Inspections, Compliance, Enforcement, and Criminal Investigations
Mercy Health System of Kansas, Inc. 18-Jul-05
Department of Health and Human Services
Public Health Service
Kansas City District
July 18, 2005
RETURN RECEIPT REQUESTED
Ref. KAN 2005-13
Jon D. Swope
Mercy Health System of Kansas, Inc.
401 Woodland Hills Blvd .
Ft. Scott, Kansas 66701-8797
Dear Mr. Swope:
During an inspection of your unlicensed hospital blood bank, located at 401 Woodland Hills Blvd, Ft. Scott, Kansas on May 6 through 19, 2005, our investigator documented deviations from Section 501(a)(2)(B) of the Federal Food, Drug, and Cosmetic Act (the Act) [21 U.S.C. 351(a)(2)(B)] and the Current Good Manufacturing Practice (CGMP) Regulations for Blood and Blood Components under Title 21, Code of Federal Regulations (CFR), Part 606. The deviations found include, but are not limited to, the following:
Failure to make a thorough investigation of each reported adverse reaction. [21 CFR 606.170(a)]. For example:
An investigation of transfusion reactions, per the SOP "Blood Transfusion Reaction", used by both the Nursing Department and the Blood Bank, is not always performed. This is evidenced by a review of documented Report of Transfusion Reaction forms indicating:
Only 4 of approximately 11 qualifying transfusion reactions were investigated by the Blood Bank in 2005.

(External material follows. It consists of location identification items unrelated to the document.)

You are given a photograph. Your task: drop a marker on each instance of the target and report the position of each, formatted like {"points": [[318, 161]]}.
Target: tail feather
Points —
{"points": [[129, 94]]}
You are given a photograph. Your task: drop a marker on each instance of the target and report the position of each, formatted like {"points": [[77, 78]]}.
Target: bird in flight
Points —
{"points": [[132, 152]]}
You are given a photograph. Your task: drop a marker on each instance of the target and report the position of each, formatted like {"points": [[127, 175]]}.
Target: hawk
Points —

Only 8 of approximately 25 qualifying transfusion reactions were investigated by the Blood Bank in 2004.
Only 5 of approximately 32 qualifying transfusion reactions were investigated by the Blood Bank in 2003.
Failure to prepare and maintain written reports of investigations of adverse reactions, to include conclusions and follow up. [21 CFR 606.170(a)] Transfusion reaction investigation reporting does not document follow-up information to the investigation.

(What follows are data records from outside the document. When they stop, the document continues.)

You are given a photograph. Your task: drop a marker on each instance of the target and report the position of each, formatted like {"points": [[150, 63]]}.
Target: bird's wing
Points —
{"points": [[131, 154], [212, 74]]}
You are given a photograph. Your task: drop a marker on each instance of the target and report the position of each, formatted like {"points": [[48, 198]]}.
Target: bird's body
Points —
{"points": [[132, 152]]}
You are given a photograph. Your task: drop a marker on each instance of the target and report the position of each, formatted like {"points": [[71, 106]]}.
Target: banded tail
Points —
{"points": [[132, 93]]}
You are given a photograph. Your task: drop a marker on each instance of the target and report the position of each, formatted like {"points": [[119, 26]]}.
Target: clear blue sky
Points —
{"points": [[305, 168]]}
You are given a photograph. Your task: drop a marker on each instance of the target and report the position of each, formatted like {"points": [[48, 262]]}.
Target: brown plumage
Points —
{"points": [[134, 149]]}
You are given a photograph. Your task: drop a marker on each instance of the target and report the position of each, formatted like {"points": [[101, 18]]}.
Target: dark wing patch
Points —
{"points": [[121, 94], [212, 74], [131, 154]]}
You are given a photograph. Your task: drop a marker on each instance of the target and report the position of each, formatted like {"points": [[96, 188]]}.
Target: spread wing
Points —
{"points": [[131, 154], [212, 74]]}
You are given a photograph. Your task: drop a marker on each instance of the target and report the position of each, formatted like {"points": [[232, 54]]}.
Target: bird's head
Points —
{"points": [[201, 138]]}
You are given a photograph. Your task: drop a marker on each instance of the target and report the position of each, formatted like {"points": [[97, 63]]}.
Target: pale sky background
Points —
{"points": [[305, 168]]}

Failure to review all records pertinent to a lot or unit before the release or distribution of the lot or unit of final product. [21 CFR 606 .100(c)] Specifically, temperature charts for the blood bank refrigerator and plasma freezer for the week of January 31, 2005 were not reviewed until May 4, 2005, with the exception of one week.

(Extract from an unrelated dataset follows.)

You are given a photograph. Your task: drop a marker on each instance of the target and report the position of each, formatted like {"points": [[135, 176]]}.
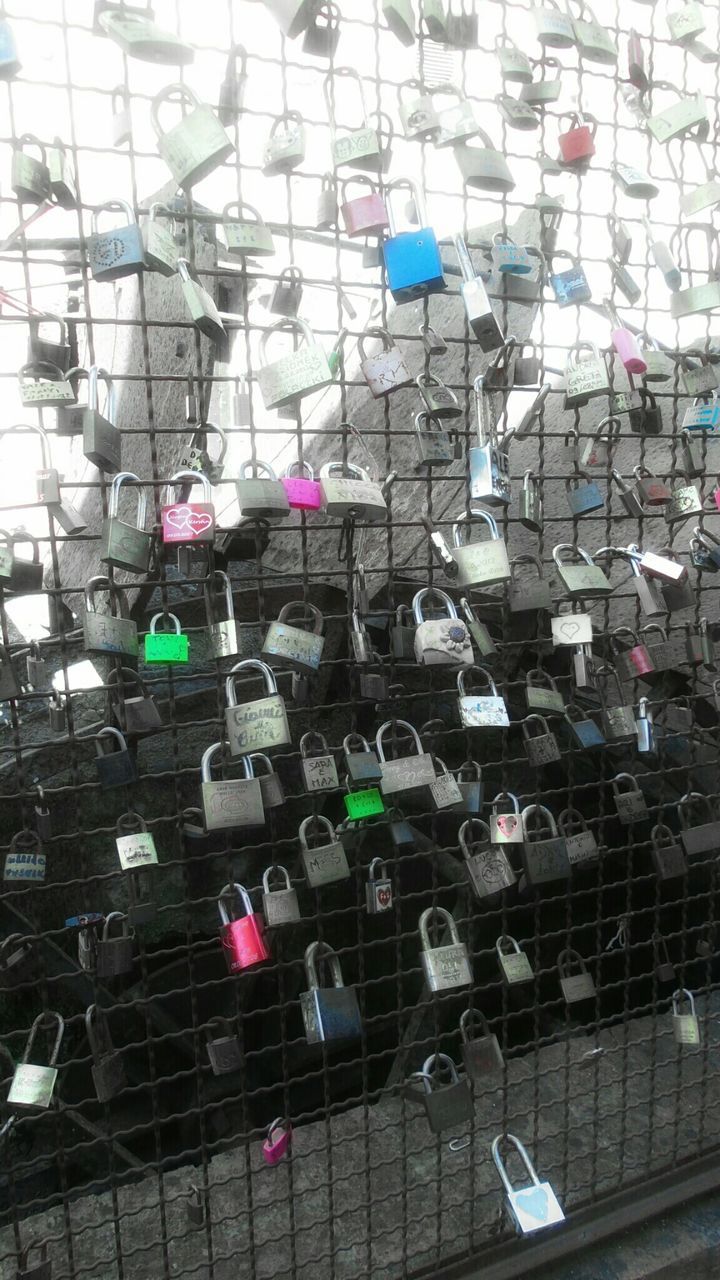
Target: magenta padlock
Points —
{"points": [[304, 492], [577, 146], [278, 1141], [363, 215], [188, 521], [242, 936], [625, 342]]}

Failure to include a written description of the blood collection procedure in the standard operating procedure (SOP), to include in-process precautions taken to accurately measure the quantity of blood removed from the donor. [21 CFR 606.100(b)(5)] Specifically, the investigator observed the SOP addresses the use of a trip scale, however, the scale actually used is a digital scale (grams) . The SOP contained no calculation for conversion from grams to milliliters, or requirement for labeling the unit with a final volume.
Written standard operating procedures including all steps to be followed in the processing of blood and blood components for homologous transfusion and autologus transfusion are not always followed . [21 CFR 606 .100(b)(10)] Specifically, the SOP's for the blood bank refrigerator and plasma freezer require a quarterly temperature alarm check . From the year 2003 to the time of this inspection, only five temperature alarm checks have been performed.
Failure to use supplies and reagents in a manner consistent with instructions provided by the manufacturer. [21 CFR 606.65(e)] Specifically, blood bags with an expiration date of August 2004 and venipuncture preparation supplies were observed available and ready for use. These supplies were last used/observed during the most recent autologus whole blood collection occurring in August 2004.
The above identified deviations are not intended to be an all inclusive list of deficiencies at your facility. It is your responsibility to assure that your establishment is in compliance with all requirements of the Act and regulations.
You should take prompt measures to correct these deviations. Failure to promptly correct these deviations may result in regulatory action without further notice. Such action includes seizure and/or injunction.
Please notify this office in writing, within 15 working days of receipt of this letter, of what actions you have taken to correct the noted violations and to prevent their recurrence. If corrective action cannot be completed within 15 working days, state the reason for the delay and the time within which the corrections will be completed.
Your reply should be addressed to Joseph G. Kramer, Compliance Officer, at the above address.